At the young age of fourteen, Laura Freeman was diagnosed with anorexia. Where everyone saw a really thin girl with almost transparent skin, she saw something utterly different in the reflection in the mirror. It was the culmination of months of avoiding certain foods, before almost stopping eating completely until she reached the point where she was starving to death. While she let very little pass her lips in the form of nourishment, she still devoured books, and it was literature that was to hold the key to her recovery.

The road to recovery for an anorexic is long and fraught and it was no different for Laura, but where others just had the mental battle, she had the extra support from the books she was reading. In between the covers of Dickens, Sassoon, Woolf, Lee and Leigh Fermor, she would discover how they were able to consume vast plates full of roast beef, bowls of soup and exotic sounding breads without a care in the world. She reads of soldiers who treasure the moment of a scalding hot cup of tea after an intense battle in World War One. In fact, what she discovered was that these authors loved food; they reveled in the taste of what they were eating and sharing the moment with others. These passages in the books, slowly gave her the confidence to rediscover food for the pleasure of eating it rather than purely as a fuel.

Even though her mind had driven her to the point of abhorring food, one thing that she never lost was her love of reading. Most people do not realise just how debilitating anorexia is and there is some painful moments in here as she recalls the lowest points of her illness.

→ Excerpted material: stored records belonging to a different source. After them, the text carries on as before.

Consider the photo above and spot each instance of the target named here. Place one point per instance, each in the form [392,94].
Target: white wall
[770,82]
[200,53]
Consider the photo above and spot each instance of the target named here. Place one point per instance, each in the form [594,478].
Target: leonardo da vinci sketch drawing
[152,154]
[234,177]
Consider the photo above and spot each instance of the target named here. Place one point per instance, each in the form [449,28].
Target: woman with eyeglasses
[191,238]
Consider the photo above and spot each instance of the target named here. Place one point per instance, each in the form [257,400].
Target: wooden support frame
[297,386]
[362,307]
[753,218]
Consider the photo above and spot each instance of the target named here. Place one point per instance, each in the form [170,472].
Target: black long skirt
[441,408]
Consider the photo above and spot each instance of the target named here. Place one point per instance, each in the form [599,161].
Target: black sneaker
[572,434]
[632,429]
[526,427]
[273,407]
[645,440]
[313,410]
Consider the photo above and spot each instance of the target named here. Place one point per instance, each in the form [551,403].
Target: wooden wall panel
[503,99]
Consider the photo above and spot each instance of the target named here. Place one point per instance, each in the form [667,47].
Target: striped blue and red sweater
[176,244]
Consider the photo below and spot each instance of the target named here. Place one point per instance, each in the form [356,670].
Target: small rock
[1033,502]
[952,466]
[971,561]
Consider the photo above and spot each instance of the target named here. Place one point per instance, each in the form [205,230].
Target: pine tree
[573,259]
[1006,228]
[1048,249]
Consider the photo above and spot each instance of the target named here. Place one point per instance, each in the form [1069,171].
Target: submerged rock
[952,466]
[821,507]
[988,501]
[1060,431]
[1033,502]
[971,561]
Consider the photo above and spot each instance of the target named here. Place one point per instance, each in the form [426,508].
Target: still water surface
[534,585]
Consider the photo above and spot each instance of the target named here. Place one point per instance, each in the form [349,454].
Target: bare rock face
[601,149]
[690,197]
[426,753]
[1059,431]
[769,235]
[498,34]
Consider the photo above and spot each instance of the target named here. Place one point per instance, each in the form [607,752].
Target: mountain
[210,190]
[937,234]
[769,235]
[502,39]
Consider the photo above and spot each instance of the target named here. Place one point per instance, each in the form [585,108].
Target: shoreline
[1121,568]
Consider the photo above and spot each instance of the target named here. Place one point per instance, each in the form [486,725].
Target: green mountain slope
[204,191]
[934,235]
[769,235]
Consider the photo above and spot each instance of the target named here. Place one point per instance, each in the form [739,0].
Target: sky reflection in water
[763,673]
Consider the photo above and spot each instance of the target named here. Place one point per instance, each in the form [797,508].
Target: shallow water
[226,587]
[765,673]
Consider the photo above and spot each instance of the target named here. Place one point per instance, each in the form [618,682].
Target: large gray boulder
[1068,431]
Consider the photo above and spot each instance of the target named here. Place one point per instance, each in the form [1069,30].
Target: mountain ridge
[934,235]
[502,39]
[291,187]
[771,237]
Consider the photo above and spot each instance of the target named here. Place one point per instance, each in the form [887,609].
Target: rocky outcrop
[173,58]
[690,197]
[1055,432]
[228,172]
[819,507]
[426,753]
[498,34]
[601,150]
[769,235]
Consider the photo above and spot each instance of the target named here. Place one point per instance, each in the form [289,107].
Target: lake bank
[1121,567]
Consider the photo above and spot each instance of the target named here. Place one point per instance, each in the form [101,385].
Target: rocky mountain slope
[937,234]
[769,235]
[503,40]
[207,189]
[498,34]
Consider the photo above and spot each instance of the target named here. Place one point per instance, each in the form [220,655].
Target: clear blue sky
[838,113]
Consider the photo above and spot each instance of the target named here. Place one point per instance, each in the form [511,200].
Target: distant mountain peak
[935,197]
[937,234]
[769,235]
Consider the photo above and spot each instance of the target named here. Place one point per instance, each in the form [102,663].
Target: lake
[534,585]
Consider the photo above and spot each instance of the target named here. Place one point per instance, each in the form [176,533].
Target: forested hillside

But there are the moments too, where she is sustained by her mother's love, an invitation from a friend that arrived at just the right moment. I have read a fair number of the books that Laura talks about in here and whilst the eating and celebration of life between friends and strangers is a key part of them, it is not something that particularly stood out for me, until now. Just reading the descriptions quoted in the book made me very hungry! However, it did for Laura and this list of childhood favourites and other classics has played a crucial role in her accepting that food is not something to avoid and can be enjoyed.